The process goes like this. The brewer starts by infusing the beer with blood-temperature water. The brewer had to ballpark the starting temp, but it didn’t matter too much if he was off a few degrees. After a period of time, the brewer would take a portion of the mash—liquid and grain both—and move it to a separate vessel. This was called a decoction. Then he would slowly raise the temperature of the decoction until it was boiling. After boiling it a time, he would return it to the main vessel, and the temperature of the whole mash would rise. By repeating the decoction process twice more, the brewer managed to convert the starches fairly effectively, all without the use of a thermometer. It was especially effective with the malt they were using at the time, which was darker and not ideal for producing sugar-rich worts.
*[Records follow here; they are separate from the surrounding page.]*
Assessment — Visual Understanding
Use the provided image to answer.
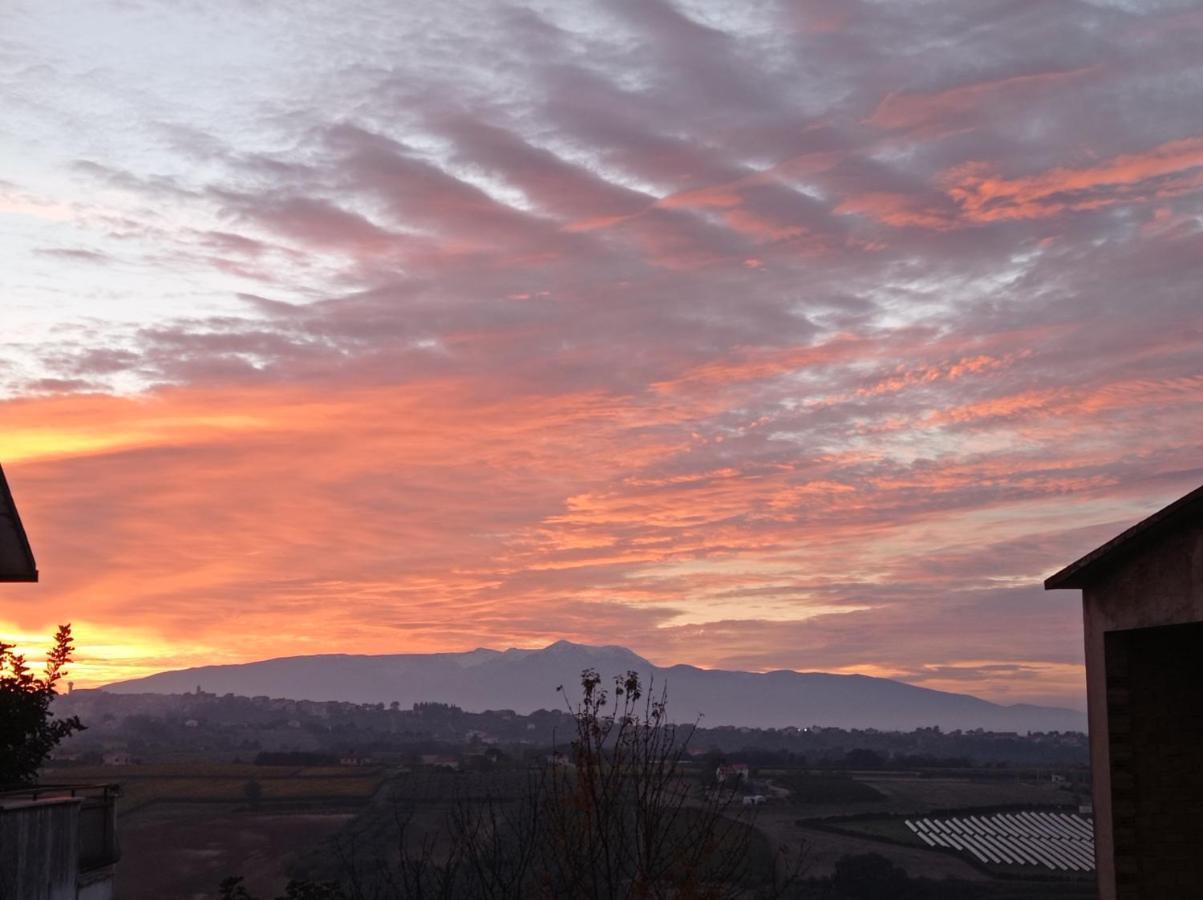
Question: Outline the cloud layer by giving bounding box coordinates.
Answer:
[0,0,1203,705]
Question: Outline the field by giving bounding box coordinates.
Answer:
[757,771,1090,896]
[47,764,1097,900]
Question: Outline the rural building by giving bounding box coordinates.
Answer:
[0,469,37,581]
[1044,487,1203,900]
[0,469,119,900]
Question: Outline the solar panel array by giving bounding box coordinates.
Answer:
[906,812,1095,872]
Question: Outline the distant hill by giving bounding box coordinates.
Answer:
[103,640,1086,732]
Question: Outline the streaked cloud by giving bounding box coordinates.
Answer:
[0,0,1203,704]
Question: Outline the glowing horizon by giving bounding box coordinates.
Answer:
[0,0,1203,707]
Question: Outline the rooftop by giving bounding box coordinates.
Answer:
[1044,486,1203,591]
[0,468,37,581]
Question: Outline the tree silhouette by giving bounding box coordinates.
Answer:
[342,669,804,900]
[0,624,84,784]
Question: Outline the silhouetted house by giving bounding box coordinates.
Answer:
[0,469,119,900]
[0,468,37,581]
[1044,487,1203,900]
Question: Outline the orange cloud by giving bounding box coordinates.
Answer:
[942,137,1203,223]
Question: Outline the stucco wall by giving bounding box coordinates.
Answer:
[0,798,81,900]
[1083,523,1203,900]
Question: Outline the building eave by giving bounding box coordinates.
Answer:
[0,468,37,582]
[1044,486,1203,591]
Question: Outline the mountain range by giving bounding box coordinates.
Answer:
[103,640,1086,732]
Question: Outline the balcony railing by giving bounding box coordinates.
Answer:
[0,784,122,872]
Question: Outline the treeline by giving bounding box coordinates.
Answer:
[55,691,1089,770]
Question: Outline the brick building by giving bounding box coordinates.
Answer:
[1044,487,1203,900]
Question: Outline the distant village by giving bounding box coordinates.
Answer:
[54,687,1089,770]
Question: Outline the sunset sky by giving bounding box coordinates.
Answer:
[0,0,1203,707]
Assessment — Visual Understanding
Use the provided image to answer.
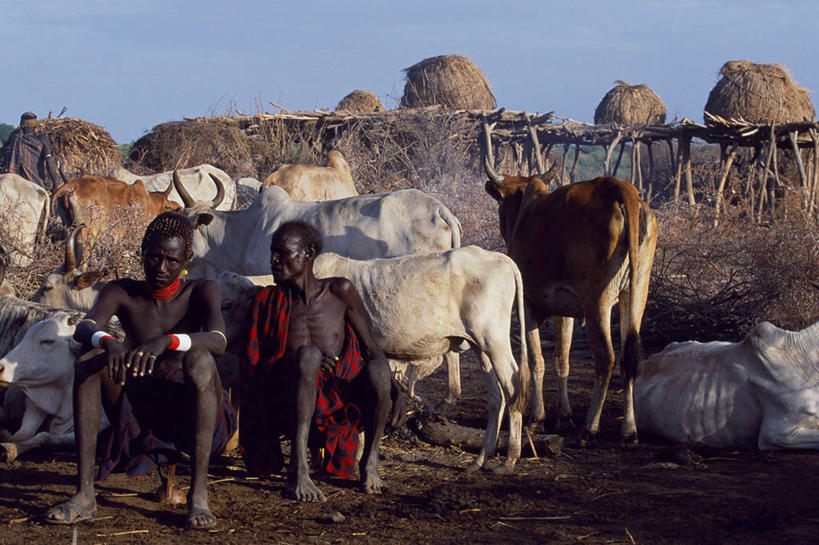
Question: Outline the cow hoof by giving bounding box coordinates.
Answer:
[0,443,17,463]
[620,433,640,448]
[577,430,597,448]
[466,462,483,473]
[492,462,515,475]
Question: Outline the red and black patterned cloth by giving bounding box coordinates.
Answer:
[97,367,238,481]
[239,286,363,479]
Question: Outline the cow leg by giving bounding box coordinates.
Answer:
[578,307,614,447]
[526,306,546,431]
[466,350,506,473]
[444,351,461,404]
[552,316,574,433]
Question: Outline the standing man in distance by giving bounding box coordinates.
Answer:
[46,212,236,529]
[0,112,63,193]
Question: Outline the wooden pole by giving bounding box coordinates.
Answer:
[569,144,580,183]
[714,144,737,227]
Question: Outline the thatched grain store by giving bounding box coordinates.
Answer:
[705,60,816,124]
[594,80,666,127]
[401,55,496,110]
[35,117,122,179]
[335,89,386,114]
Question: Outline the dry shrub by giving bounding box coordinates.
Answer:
[705,60,816,123]
[594,80,665,127]
[35,117,122,179]
[643,202,819,350]
[335,89,386,114]
[401,55,496,110]
[128,117,259,178]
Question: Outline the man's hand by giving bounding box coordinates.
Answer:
[105,337,128,386]
[125,335,171,377]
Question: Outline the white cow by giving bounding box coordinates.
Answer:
[634,322,819,450]
[177,178,461,278]
[0,297,110,461]
[264,150,358,202]
[0,173,50,267]
[218,246,530,470]
[109,164,236,210]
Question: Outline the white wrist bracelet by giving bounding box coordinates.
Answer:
[91,329,114,348]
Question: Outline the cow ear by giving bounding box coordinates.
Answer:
[74,271,105,290]
[193,212,213,229]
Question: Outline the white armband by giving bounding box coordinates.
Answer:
[168,333,191,352]
[91,329,114,348]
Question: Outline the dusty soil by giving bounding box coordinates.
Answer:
[0,340,819,545]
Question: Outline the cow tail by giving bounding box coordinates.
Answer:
[439,206,463,248]
[620,194,642,378]
[509,259,532,413]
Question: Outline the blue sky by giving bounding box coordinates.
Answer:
[0,0,819,143]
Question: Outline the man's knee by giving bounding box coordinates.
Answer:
[182,350,217,387]
[296,345,321,378]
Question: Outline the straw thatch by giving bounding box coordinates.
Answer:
[128,117,258,178]
[594,80,665,127]
[35,117,122,178]
[335,89,386,114]
[401,55,496,110]
[705,60,816,123]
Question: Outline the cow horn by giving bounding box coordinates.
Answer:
[63,223,85,276]
[208,172,225,208]
[483,157,503,186]
[171,170,196,208]
[0,246,8,284]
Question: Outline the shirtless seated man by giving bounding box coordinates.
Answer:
[46,212,236,529]
[239,222,391,501]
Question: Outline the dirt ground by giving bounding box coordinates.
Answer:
[0,340,819,545]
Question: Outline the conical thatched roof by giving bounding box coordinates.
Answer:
[336,89,386,114]
[34,117,122,178]
[705,60,816,123]
[401,55,496,110]
[128,118,258,177]
[594,80,665,127]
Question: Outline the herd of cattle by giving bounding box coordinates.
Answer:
[0,151,819,476]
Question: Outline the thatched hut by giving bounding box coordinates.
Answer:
[128,117,258,178]
[35,117,122,179]
[335,89,386,114]
[705,60,816,123]
[594,80,665,127]
[401,55,496,110]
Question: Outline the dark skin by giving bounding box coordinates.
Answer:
[46,234,225,528]
[270,231,391,501]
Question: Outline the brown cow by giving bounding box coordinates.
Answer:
[484,161,657,446]
[262,150,358,202]
[51,176,182,241]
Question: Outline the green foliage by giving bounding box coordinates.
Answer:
[0,123,14,148]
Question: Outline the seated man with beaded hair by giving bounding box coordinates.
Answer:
[46,212,236,529]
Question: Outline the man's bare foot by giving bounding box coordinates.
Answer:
[284,475,327,503]
[188,507,216,530]
[361,470,387,494]
[45,494,97,524]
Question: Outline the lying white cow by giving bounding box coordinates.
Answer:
[109,164,236,210]
[179,174,461,278]
[0,297,108,461]
[218,246,530,470]
[264,150,358,202]
[634,322,819,450]
[0,173,50,267]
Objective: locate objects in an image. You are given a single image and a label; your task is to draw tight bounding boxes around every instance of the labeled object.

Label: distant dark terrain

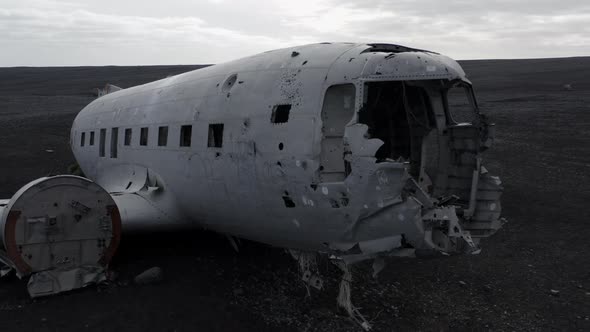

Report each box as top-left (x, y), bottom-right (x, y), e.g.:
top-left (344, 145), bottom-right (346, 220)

There was an unintended benefit to this whole process. It created melanoidins—dark flavor compounds formed during the repeated boiling that produce a rich texture and deep color. Centuries later, the Bavarian method was imported by Bohemian breweries, and the effect on pale lagers was to give them a deep golden color and rich, smooth bodies—the qualities for which modern Czech pilsners (or světlý ležáks) are known.

Or are they?

Here’s the thing. Although decoction mashing is still very much alive in the Czech Republic—by law, in order to be classified a “Czech beer,” the beer must have been made with decoction mashing—a great many people doubt it has any appreciable effect on the flavor of beer. In Germany, decoction is a more old-fashioned technique. It is likely to be practiced at the Bavarian village brewpub, but larger, more modern breweries often skip it. When I visited Ayinger, I was not surprised to find the standard four-vessel arrangement typical of decoction breweries. But the mash cooker was in disuse. Immediately after installing the new brewery, Ayinger ditched decoction. My tour guide, John Forster, was dismissive. “It’s more effective now to do infusion.  We say decoction is for old breweries.  We can do it, but it’s not necessary.”

A week later, when I toured Budvar in the Czech Republic, brewmaster Adam Brož mounted a hearty defense of decoction. It “is very important,” he said, adding that they had conducted a side-by-side test of their beer brewed with decoction and step infusion mashing. “The beer brewed by the infusion process was emptier in its taste—the body was not correct for the lagers. Also the color changed. If you boil during the decoction, you prepare the compounds which cause golden color. The infusion lagers were yellowish, and not so full in their taste.”

Another factor breweries have to consider is time and expense. The process of removing part of the mash to a separate vessel, raising the temperature, holding it, and then raising it to a boil, and finally returning it to the main vessel—all of this is far more time-consuming than just heating a single vessel as the mash progresses. The benefits gained by decoction mashing are, even proponents would admit, subtle. Are they worth it?

When I was first writing about beer, I watched the late beer writer Michael Jackson taste the beers at a small brewery in Portland called Saxer. The brewery was devoted to lagers and the brewmaster, Tony Gomes, was a German-trained advocate of decoction. He’d convinced the owner to buy a decoction system and allow him to use it, even though in the early 1990s, Americans could barely tell the difference between an ale and a lager, never mind pick out melanoidins in a decocted bock. Jackson, however, could, and after sampling Saxer Bock, his first question to Gomes was, “You used decoction, yes?” Gomes beamed, happy in the knowledge that his method was evident to those in the know. But the owner may have been more prescient: Saxer ultimately went out of business.

As more and more Americans start pursuing traditional European methods, decoction brewing is enjoying some resurgent advocacy. American palates are far more sensitive than they were 20 years ago. Is decoction mashing ripe for a 21st century revival? Time will tell. Meanwhile, go buy a bottle of Czechvar (Budvar’s American-label name) and an Ayinger Fest-Märzen and see if you can spot the decoction.